Manila Bulletin

Tax agencies to team up with AFF, PCG

- By CHINO S. LEYCO

The Bureau of Customs plans to expand its anti-smuggling task force by teaming up with the Armed Forces of the Philippine­s (AFP) and the Philippine Coast Guard (PCG), the Department of Finance (DOF) said.

In a statement, the DOF said that Customs Commission­er Isidro Lapeña raised the proposal, which will also include the Bureau of Internal Revenue (BIR) and aims to further strengthen the Duterte administra­tion’s campaign against illicit trade.

Lapeña then recommende­d the establishm­ent of a data sharing system between the Customs bureau and the BIR to plug revenue leakages and help pinpoint and prosecute smugglers and tax evaders.

“(The task force is) a joint undertakin­g. The signing of a Memorandum of Agreement is with the BIR also, and the Philippine Coast Guard, AFP and other law enforcemen­t agencies that we will be needing assistance from,” Lapeña said in his report to the DOF.

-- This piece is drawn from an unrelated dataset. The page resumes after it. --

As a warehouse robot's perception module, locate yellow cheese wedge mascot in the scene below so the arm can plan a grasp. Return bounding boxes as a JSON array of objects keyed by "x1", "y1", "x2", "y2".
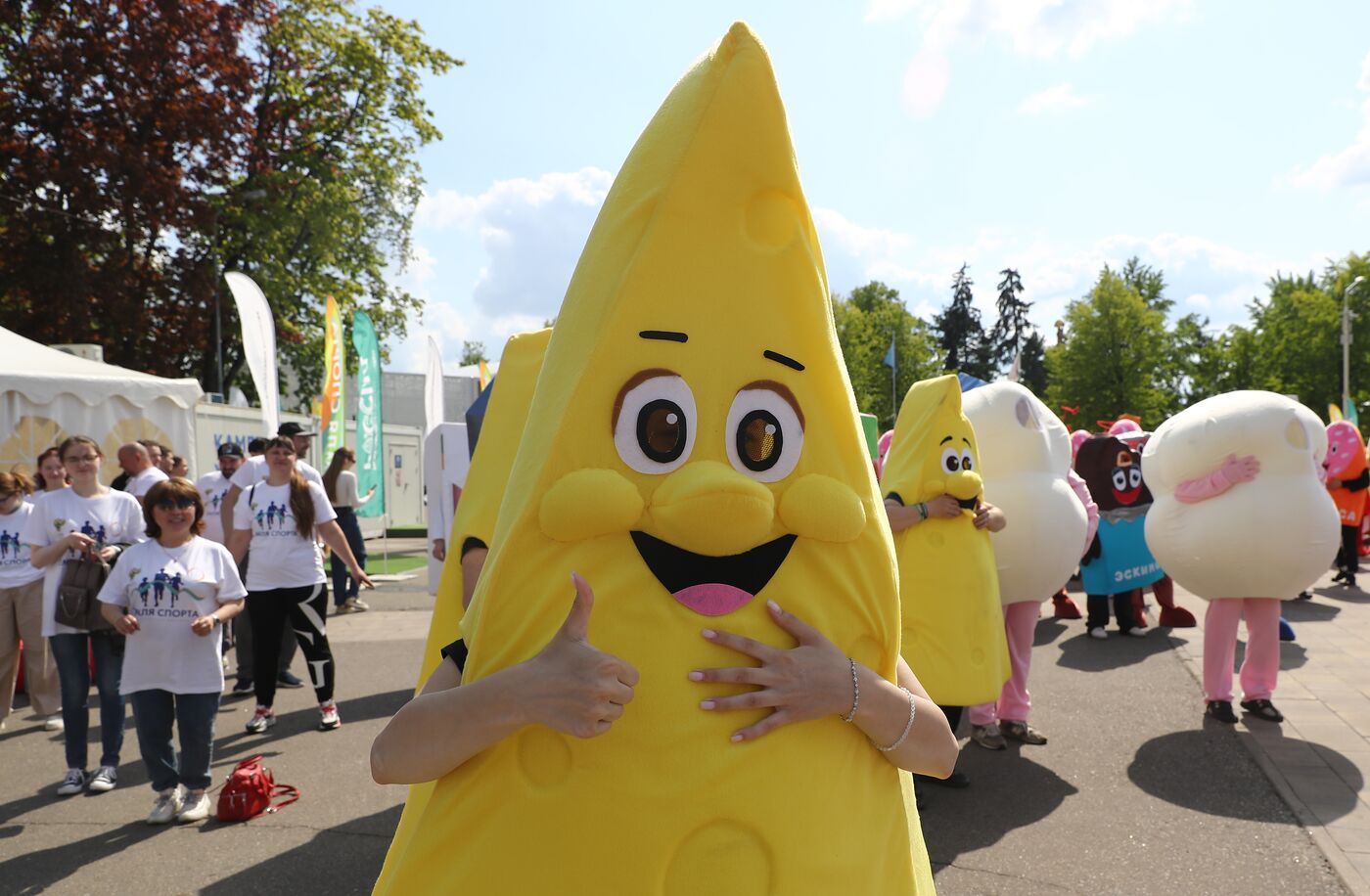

Lapeña said that PCG, for one, can beef up Customs’ anti-smuggling efforts in the country’s ports and initially operate the patrol vessels that would be turned over to the agency.

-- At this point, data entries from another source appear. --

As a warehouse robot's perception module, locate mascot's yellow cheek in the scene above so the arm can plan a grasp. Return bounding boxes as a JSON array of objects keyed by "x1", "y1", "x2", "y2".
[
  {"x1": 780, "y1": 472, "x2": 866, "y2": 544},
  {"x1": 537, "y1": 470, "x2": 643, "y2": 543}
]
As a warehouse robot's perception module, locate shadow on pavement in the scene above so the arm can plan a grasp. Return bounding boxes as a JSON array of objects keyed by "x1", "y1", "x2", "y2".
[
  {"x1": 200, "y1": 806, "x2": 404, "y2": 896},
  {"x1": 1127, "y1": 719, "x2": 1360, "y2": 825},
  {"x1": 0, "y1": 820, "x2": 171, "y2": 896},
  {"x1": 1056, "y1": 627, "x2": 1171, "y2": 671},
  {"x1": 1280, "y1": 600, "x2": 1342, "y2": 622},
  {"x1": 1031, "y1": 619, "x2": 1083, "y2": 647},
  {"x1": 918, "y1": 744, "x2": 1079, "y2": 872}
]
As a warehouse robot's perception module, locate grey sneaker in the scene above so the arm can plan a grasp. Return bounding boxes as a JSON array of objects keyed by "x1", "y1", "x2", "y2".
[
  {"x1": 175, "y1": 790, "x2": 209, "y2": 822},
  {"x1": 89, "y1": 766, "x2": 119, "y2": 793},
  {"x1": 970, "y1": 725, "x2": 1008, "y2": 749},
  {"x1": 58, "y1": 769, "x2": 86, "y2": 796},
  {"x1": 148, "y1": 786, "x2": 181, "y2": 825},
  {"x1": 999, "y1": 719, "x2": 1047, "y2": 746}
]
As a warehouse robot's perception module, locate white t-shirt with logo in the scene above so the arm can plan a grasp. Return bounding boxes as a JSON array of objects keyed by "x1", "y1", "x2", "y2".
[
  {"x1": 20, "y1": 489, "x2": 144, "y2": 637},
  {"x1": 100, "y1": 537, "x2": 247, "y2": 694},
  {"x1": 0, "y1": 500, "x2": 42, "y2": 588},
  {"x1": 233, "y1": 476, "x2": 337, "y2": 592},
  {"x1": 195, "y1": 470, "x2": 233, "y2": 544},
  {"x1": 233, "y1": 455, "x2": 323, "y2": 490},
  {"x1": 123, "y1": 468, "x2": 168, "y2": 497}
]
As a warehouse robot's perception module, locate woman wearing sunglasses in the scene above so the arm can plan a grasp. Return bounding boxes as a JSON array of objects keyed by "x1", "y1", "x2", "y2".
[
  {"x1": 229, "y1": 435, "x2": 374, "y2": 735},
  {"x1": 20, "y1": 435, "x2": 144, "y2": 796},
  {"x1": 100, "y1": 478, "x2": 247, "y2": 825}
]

“We will be assigning people who will be trained (by the PCG) until such time that they are capable of operating the vessels themselves,” Lapeña said.

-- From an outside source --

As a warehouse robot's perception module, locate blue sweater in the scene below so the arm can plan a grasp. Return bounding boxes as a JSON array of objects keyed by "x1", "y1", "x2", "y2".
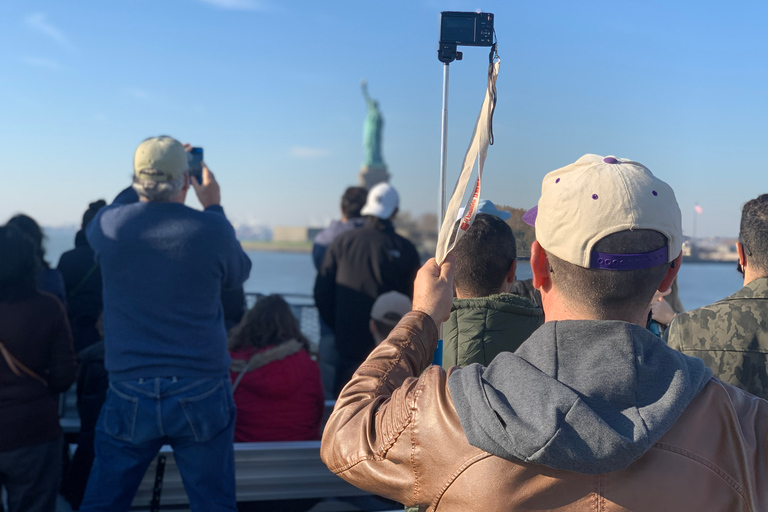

The Customs chief was referring to the patrol vessels that were acquired through loans from European banking institutio­ns under the Philippine Port and Coast Guard Capability Developmen­t Project (PCG Vessels Project).

Finance Secretary Carlos G. Dominguez III had instructed DOF officials last year to have these vessels transferre­d from the Department of Transporta­tion (DOTr) to the Customs bureau.

Earlier, BIR Commission­er Caesar Dulay and Lapeña reported that they were finetuning the provisions of the Memorandum of Agreement (MOA) on informatio­n sharing, coordinati­on and linkages, among other proposed measures, to help combat smuggling.

Dulay said the BIR has also set up its own “strike team” to run after smugglers and counterfei­ters of locally produced goods.

With these improvemen­ts in tax administra­tion in the two revenue agencies and the implementa­tion of the Tax Reform for Accelerati­on and Inclusion Act (TRAIN), the country’s tax effort in the first quarter improved from last year’s 13.4 percent to 14.3 percent.

This is the highest first-quarter tax effort the Philippine­s has ever achieved in the past 25 years.

From January to May, revenue collection­s grew by 19 percent over the same period last year, with the BIR improving its collection by 15.5 percent and the BOC increasing its collection by 31.2 percent over the same period in 2017.